The survey of 1,011 people found more women (30 per cent) than men (22 per cent) expected to die still in debt. Pike said this reflected the ongoing gender gap in pay, super and financial security.

It’s a stark increase from the one in 10 Australians who believed they would be saddled with debt until they died when Finder surveyed people back in 2015.

“We’re seeing a growing acceptance that debt is just part of life — but that mindset can trap people into working longer and saving less for the future,” she added.

Nearly two in five (38 per cent) of those surveyed said they were confident they would have all their debt paid by then, while 36 per cent said they were already debt-free.

The average Australian household carried $313,633 in total debt in June 2025, Finder’s analysis of ABS data found. The majority came from home loans.

The latest HILDA survey found more people were retiring with mortgage debt, rising from 13 per cent in 2003 to 17 per cent in 2023. This may be due to people buying their first home later in life and borrowing larger amounts due to rising house prices.

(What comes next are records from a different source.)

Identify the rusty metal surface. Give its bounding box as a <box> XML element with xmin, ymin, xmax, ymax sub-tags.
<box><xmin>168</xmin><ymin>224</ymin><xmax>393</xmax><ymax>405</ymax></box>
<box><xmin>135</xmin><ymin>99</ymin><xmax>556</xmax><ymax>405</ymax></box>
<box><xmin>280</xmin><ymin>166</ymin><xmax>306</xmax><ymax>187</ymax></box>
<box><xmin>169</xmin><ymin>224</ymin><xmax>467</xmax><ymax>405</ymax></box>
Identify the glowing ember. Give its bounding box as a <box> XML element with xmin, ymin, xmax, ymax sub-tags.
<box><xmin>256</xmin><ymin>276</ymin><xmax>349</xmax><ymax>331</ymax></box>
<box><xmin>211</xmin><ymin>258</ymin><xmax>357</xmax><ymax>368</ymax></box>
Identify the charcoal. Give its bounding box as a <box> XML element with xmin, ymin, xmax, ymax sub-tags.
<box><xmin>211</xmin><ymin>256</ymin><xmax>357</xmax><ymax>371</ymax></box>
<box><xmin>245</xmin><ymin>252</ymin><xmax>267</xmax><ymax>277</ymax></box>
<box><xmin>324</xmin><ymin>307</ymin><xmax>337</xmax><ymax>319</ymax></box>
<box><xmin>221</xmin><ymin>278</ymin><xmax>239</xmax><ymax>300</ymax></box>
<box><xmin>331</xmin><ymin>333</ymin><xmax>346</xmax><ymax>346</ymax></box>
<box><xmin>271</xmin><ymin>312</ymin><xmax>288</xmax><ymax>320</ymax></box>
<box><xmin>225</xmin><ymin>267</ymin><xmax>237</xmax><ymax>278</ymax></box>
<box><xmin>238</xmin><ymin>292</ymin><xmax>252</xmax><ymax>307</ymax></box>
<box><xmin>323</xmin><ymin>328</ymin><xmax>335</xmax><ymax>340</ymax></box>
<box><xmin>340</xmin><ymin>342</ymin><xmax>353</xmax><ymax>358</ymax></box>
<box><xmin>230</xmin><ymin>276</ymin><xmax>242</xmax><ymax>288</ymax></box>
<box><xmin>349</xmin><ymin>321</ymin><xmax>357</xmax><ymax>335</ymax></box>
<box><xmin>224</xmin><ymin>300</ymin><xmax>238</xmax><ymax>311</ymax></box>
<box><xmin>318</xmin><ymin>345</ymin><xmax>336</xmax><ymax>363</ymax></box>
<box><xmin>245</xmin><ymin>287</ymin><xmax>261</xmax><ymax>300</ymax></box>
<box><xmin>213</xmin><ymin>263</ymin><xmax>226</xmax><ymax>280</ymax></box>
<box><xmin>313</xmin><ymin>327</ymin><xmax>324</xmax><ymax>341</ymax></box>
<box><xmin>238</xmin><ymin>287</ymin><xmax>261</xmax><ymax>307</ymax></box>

Any debts that you owe when you die will need to be paid from the assets of your estate.

“When someone dies with debt in Australia, that debt doesn’t just disappear. It’s usually paid out of their estate before any inheritance is passed on — which can leave loved ones with far less than expected,” Pike told Yahoo Finance.

With a mortgage, it will generally be transferred to any co-owner, your estate, or your beneficiary as outlined in your will.

They may opt to sell the property to pay off the mortgage, continue to own the property and repay the mortgage, or sell other assets in the estate to pay off the mortgage.

With HECS debt, any outstanding amount that remains after your death is cancelled. However, you’ll still need to repay any compulsory amounts that were owed up until the day you passed away.

Pike encouraged Aussies to make a plan to pay down their debt and protect their loved ones against the potential financial fallout.

“Having debt when you die can leave your family dealing with financial stress on top of grief,” she said.

“A clear plan, some savings, and a will can go a long way toward easing that burden.”

There are free services like the National Debt Helpline on 1800 007 007 that can help you manage debt. Their financial counsellors offer free and confidential advice.